Was hattest du denn als Budget so gedacht? Spielefähige Laptops für geringere Details sind noch erschwinglich, so ab 500 bis 800-900€, aber hohe bis Ultra Details, das wird sauteuer. Da wäre es - wenn du unbedingt auch ein Notebook brauchst - günstiger, nen Gamer-PC zu kaufen PLUS ein Laptop, das Spiele vlt. auf niedrigen Details schafft für die Situationen, in denen man wirklich nicht zu Hause spielen kann/will. 


Zb die Nvidia GTX 770m ist schon eine sehr starke Karte, was den Notebookbereicht angeht - aber selbst die schafft BF4 "nur" auf hohen Details UND dann auch nur 1366x768 (halbes FullHD) in 65 FPS - auf max und in FullHD sind es nur 25 FPS. So ein Notebook kostet dann ca 1200€, und diese Leistung würde auch schon ein 600€-PC bringen - in Deinem Fall wäre ja noch nicht mal ein neuer PC nötig, sondern maximal eine Aufrüstung.


----------



## EngelEngelchen (5. November 2013)

Ähm, also wenn ich Battlefield so anschaue, dann brauchst du eben doch einen "Overpowered Mega Laptop".

Also, habe mir hier den Test angeschaut, mit wievielen fps das Spiel auf Ultra spielbar ist (Benchmarkcheck: Battlefield 4 - Notebookcheck.com Tests).
Hier lässt sich draus schließen, dass du wohl am besten fährst mit GeForce GTX 680M, GTX 780M, Raden HD 7970M und Radeon HD 8970M + starker CPU.

"nur" das Spiel packen... das Spiel ist sehr aufwendig.

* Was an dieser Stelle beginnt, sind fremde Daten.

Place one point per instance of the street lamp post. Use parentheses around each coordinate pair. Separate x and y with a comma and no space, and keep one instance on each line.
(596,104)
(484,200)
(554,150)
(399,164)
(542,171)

Wenn ich auf Alternate schaue, dann wird dich dieser Laptop mindestens 1000€ kosten 
Dieser Rechner wäre eine Möglichkeit:
MSI GT70H-80M4811B, Notebook

Ich bin mir aber sicher dass du bessere Angebote finden wirst.


----------



## JoghurtWaldfruechte (5. November 2013)

Fuer hohe Details auf Full HD brauchst du mindestens eine Kombimation aus GeForce GTX 660M, Intel i7 3610QM. Wenn es wirklich ultra sein soll, dann eher Engelchens Kombination.
Erstere Laptops gibt es ab 800 Euro, z.b. http://www.amazon.co.uk/Lenovo-Ideapad-Y580-15-6-laptop/dp/B009RGBNAE

Zweitere bekommst du hierfuer (ACHTUNG DOLLAR) Amazon.com: MSI G Series GT60 0NE-249US 15.6-Inch Laptop (Black): Computers & Accessories

Je nach dem ob du vll noch etwas besseres willst, macht Herbboys Vorschlag vll auch Sinn.
Kombi aus Laptop oder Netbook, Tower PC zum zocken.


----------



## Rettar33 (5. November 2013)

Hier noch ein paar Testberichte zu den oben genannten notebooks:
MSI GT70H
Ideapad Y580
MSI G Series GT60

Ich meine allerdings auch, dass man sich lieber nen anständigen Desktop holen sollte, wenn man nicht die ganze Zeit unterwegs ist.


----------



## JoghurtWaldfruechte (6. November 2013)

bei dem Lenovo stimmt irgendetwas nicht, den gibt es mit besserer Ausstattung fuer viel weniger Geld:
Lenovo IdeaPad y580 gaming laptop review
das waeren ca. 1000 Euro, mittlerweile ist der aber im Preis gefallen.


----------